Senior Secured Consumer Rate Relief Bonds

$380,300,000
Appalachian Consumer Rate Relief Funding LLC
Issuing Entity
Senior Secured Consumer Rate Relief Bonds

Tranche Expected Average Life (Years) Principal Amount Issued Scheduled Final Payment Date Final Maturity Date Interest Rate Initial Price to Public Underwriting Discounts and Commissions Proceeds to Issuer(Before Expenses)
A-1 5.00 $215,800,000 2/1/2023 2/1/2024 2.0076% 99.99983% 0.40% $214,936,433.14
A-2 12.24 $164,500,000 8/1/2028 8/1/2031 3.7722% 99.98964% 0.40% $163,824,957.80

The total price to the public is $380,282,591. The total amount of the underwriting discounts and commissions is $1,521,200. The total amount of proceeds to the issuing entity before deduction of expenses (estimated to be $2,754,217) is $378,761,391.

Investing in the Senior Secured Consumer Rate Relief Bonds involves risks. Please read “Risk Factors” on page 10 of the accompanying prospectus.

Appalachian Consumer Rate Relief Funding LLC, or the issuing entity, is issuing $380,300,000 of Senior Secured Consumer Rate Relief Bonds, referred to herein as the consumer rate relief bonds or the bonds, in two tranches. Appalachian Power Company, or APCo, is the depositor, seller, initial servicer and sponsor with regard to the bonds. The bonds are senior secured obligations of the issuing entity supported by the consumer rate relief property, described in this prospectus supplement, which includes the right to a special, irrevocable nonbypassable charge, known as a consumer rate relief charge or a CRR charge, paid by West Virginia retail electric customers of APCo (or any successor) based on their electricity consumption and/or demand as discussed in this prospectus supplement and the accompanying prospectus. The Recovery Act (defined herein) mandates that CRR charges be adjusted at least annually, and the Public Service Commission of West Virginia, or the PSC, further requires such true-ups to occur semi-annually (and permits such true-ups to occur more frequently) if necessary, in each case to ensure the expected recovery of amounts sufficient to timely provide all scheduled payments of principal and interest on the bonds and all ongoing financing costs, as described further in this prospectus supplement and the accompanying prospectus. Credit enhancement for the bonds will be provided by such true-up adjustments as well as by accounts held under the indenture.

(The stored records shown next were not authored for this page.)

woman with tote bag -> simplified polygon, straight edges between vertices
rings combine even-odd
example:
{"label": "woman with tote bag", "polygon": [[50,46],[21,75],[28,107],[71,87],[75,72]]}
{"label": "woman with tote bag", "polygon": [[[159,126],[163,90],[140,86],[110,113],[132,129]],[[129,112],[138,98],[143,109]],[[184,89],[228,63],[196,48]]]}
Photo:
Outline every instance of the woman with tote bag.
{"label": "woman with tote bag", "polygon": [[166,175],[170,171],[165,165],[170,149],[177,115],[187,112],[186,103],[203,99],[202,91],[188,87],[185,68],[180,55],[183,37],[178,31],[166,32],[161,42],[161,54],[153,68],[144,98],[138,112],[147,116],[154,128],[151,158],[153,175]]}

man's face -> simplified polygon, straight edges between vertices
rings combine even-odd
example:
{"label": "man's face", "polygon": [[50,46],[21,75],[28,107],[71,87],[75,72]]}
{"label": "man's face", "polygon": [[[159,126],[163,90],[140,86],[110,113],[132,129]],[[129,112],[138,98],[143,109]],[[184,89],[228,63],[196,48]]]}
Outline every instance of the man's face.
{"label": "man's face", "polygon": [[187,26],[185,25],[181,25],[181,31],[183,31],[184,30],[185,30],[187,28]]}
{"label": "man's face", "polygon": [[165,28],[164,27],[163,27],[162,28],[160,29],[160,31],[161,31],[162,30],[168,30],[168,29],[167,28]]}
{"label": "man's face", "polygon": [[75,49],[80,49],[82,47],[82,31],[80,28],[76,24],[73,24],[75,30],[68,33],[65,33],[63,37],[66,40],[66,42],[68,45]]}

The bonds represent obligations only of the issuing entity and do not represent obligations of APCo or any of its affiliates other than the issuing entity. The bonds are secured by the assets of the issuing entity, consisting principally of the CRR property and funds on deposit in the collection account for the bonds and related subaccounts. Please read “The Bonds—The Collateral” and “—The CRR Property” and “Credit Enhancement” in this prospectus supplement. The bonds are not a debt or general obligation of the State of West Virginia, the PSC or of any county, municipality or other political subdivision of the State of West Virginia and are not a pledge of the faith and credit or taxing power of the State of West Virginia or any county, municipality or other political subdivision of the State of West Virginia.

The PSC guarantees that it will act pursuant to its financing order to ensure that expected CRR charges are sufficient to pay on a timely basis scheduled principal of and interest on the bonds and all other ongoing financing costs as described below in this prospectus supplement and the accompanying prospectus. The PSC’s obligations relating to the bonds, including the specific actions that it has guaranteed to take, are direct, explicit, irrevocable and unconditional upon issuance of the bonds, and are legally enforceable against the PSC.

Additional information is contained in the accompanying prospectus. You should read this prospectus supplement and the accompanying prospectus carefully before you decide to invest in the bonds. This prospectus supplement may not be used to offer or sell the bonds unless accompanied by the prospectus.

Matters relating to the structuring, marketing and pricing of the bonds have been considered jointly with the PSC, acting through Public Resources Advisory Group, as its independent financial advisor.